2022年6月、県の担当者が町内の崩壊の危険性がある急傾斜地をパトロールした。

県治水砂防ボランティア協会・古川章さん:
(長崎大水害で)やられたところは復旧はしてるが、ここは未整備で残っていた。

この場所は、住民の生命などに著しい危害が生じるおそれがあるとして、「土砂災害警戒区域」のうちの「特別警戒区域」に指定されている。広さは約2,600平方メートルで、うっそうとした竹林が広がっている。

テレビ長崎・平仙浩教アナウンサー:
竹林のすぐそばまで来ました。距離をとっているが、それでも圧迫感があります。さらに、竹林のすぐそばに住宅があります。今も、お住まいの方がいるそうで、斜面と生活が一体となっている地域です

隣接する急傾斜地は、長崎大水害から数年以内に補強工事が行われたが、この場所は取り残されたままだ。

町民:
もし崩れたら、海岸まで土砂で埋まるのではないですかね。いつそういった状況になるか、やっぱり心配ですね。

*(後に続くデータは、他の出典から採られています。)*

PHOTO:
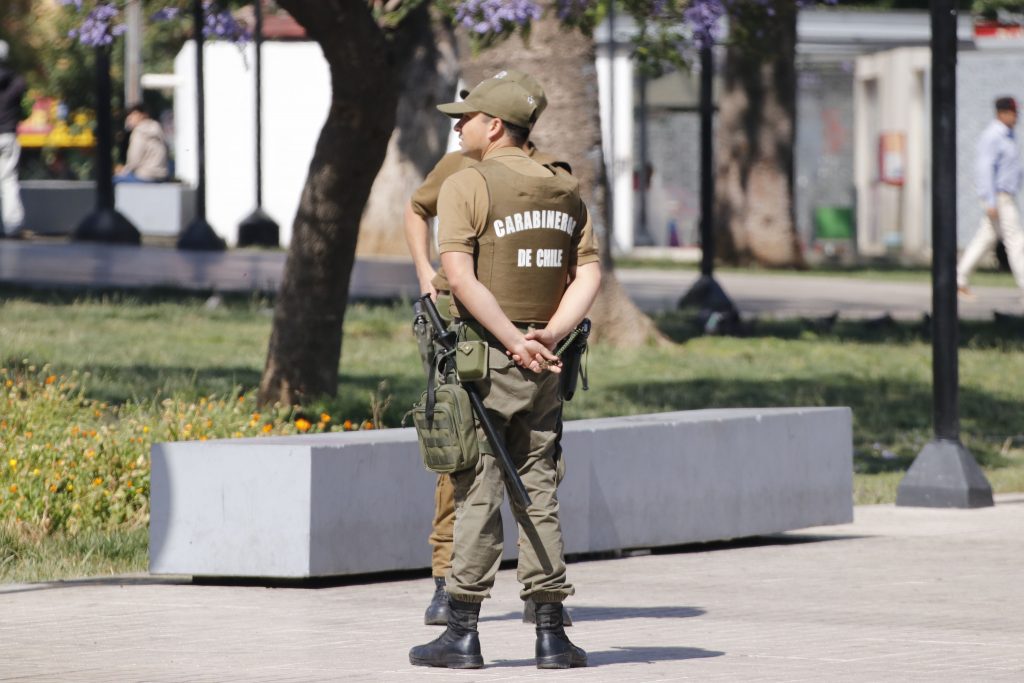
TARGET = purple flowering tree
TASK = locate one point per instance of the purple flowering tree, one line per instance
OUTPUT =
(360, 40)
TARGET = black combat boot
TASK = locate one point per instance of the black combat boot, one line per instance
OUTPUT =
(459, 646)
(437, 609)
(529, 613)
(554, 649)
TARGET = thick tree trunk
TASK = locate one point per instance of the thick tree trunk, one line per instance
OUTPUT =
(429, 65)
(754, 208)
(562, 60)
(305, 341)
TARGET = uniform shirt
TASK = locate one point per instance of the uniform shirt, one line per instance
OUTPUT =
(146, 152)
(998, 163)
(464, 205)
(424, 200)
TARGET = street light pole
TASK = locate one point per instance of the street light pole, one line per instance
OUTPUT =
(104, 223)
(707, 294)
(258, 227)
(199, 235)
(944, 473)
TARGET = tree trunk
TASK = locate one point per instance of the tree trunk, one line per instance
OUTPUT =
(754, 208)
(429, 67)
(562, 60)
(305, 341)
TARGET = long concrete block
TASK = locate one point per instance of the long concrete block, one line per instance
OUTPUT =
(360, 502)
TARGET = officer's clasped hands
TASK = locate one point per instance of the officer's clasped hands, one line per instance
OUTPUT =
(535, 355)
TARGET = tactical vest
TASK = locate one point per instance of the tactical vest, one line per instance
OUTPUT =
(528, 242)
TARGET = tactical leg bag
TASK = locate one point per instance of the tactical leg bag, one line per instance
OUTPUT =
(446, 430)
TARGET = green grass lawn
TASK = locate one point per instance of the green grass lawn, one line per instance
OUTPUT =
(140, 352)
(881, 271)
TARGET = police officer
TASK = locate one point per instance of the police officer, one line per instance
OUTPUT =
(520, 258)
(421, 209)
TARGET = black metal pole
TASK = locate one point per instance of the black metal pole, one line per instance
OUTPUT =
(258, 48)
(104, 130)
(104, 223)
(707, 294)
(643, 177)
(707, 162)
(198, 25)
(199, 235)
(944, 473)
(258, 227)
(609, 203)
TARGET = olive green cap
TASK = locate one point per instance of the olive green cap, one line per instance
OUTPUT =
(509, 95)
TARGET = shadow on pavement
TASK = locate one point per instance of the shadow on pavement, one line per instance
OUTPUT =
(628, 654)
(595, 613)
(98, 581)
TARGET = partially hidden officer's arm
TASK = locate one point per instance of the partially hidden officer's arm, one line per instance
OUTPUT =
(462, 211)
(585, 281)
(421, 208)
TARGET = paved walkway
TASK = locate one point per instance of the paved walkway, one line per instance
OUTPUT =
(902, 594)
(81, 264)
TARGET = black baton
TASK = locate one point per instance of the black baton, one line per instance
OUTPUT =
(446, 339)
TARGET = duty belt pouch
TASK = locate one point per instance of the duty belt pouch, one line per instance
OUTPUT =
(448, 432)
(471, 360)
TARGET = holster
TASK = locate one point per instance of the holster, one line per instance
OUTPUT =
(572, 366)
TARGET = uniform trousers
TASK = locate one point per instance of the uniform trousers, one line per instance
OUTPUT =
(526, 410)
(1007, 226)
(10, 199)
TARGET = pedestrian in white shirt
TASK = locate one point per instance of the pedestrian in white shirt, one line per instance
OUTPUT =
(997, 175)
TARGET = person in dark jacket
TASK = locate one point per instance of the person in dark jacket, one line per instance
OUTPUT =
(11, 90)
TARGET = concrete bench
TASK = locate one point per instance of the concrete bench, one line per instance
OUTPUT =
(156, 208)
(360, 502)
(56, 207)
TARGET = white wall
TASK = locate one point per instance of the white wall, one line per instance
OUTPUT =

対策工事の費用は数億円…全地権者の同意必要など“高いハードル”も

急傾斜地の下には、10軒以上の住宅や公民館がある。住民たちが危険と隣り合わせの中で暮らし続けてきたのには、「ある理由」があった。

町民:
農地を取られるんですね。ビワ山があったんですが、そこを渡したくないと、(一部の地権者が)反対して

急傾斜地の対策工事の費用は、数億円に上ることもある。県や市に対策工事を要望するには、土地の「無償提供」が必要で、地権者全員の同意を得なければならない。
このような高いハードルもあり、県内で対策工事が必要な急傾斜地4,100カ所余りのうち、工事を終えたのは1,201カ所と、全体の3割にも届かない現状がある。

また急傾斜地では、対策工事をすることで別の問題が発生するおそれもある。

町民:
あの上に家がある、民家が。竹を切ったら風が当たるんですよ。竹が切られたら、その家の屋根は飛ばされるのではと心配している

大崎町を含む茂木地区では、長崎大水害以降も大雨のたびに土砂災害に悩まされてきた。専門家は、茂木地区の地形の特徴に注目している。

長崎大学大学院工学研究科・蒋宇静教授:
大崎町を含む茂木地区においては、地質条件として強度が弱い。すべりやすい構造になっておりますので、潜在的に地滑りが発生しやすい。雨が降って水が集まりやすい地形にもなっている。災害が発生していなくても、平常時でも防災意識を持っていただきたい

人口の半数超が高齢者…災害起きても避難難しく

7月13日、茂木地区の自治会などが、県の長崎振興局を訪れた。
大崎町は、ようやく地権者全員から土地の「無償提供」の同意が得られ、急傾斜地の対策を要望した。県は他の条件も満たしたことから、来年度から事業に着手できるよう手続きを進めるとしている。

長崎振興局・植村公彦建設部長:
早期の事業着手に向けて、努力してまいりたい。対策ができるまでに相当な時間がかかると思うので、住民の皆様も日ごろから身の回りの危険なところを把握していただいて、いざという時、どう対応したらいいか考えていただければ

40年の歳月を経て、前進し始めた急傾斜地対策。

しかし、工事の完了までには、少なくとも5年以上がかかると見られている。

大崎町自治会・山﨑勝則会長:
(災害が起きても)高齢者は家から出たがらない。足が悪い、耳が遠いとか、そこらへんがネック、避難するにあたって。家は建て替えたらいいが、人は生き返りませんから

大崎町の人口の半数以上は高齢者だ。
少子高齢化が進む地区で、いかに人命を守るか。ハードとソフト、両輪での対策が急務だ。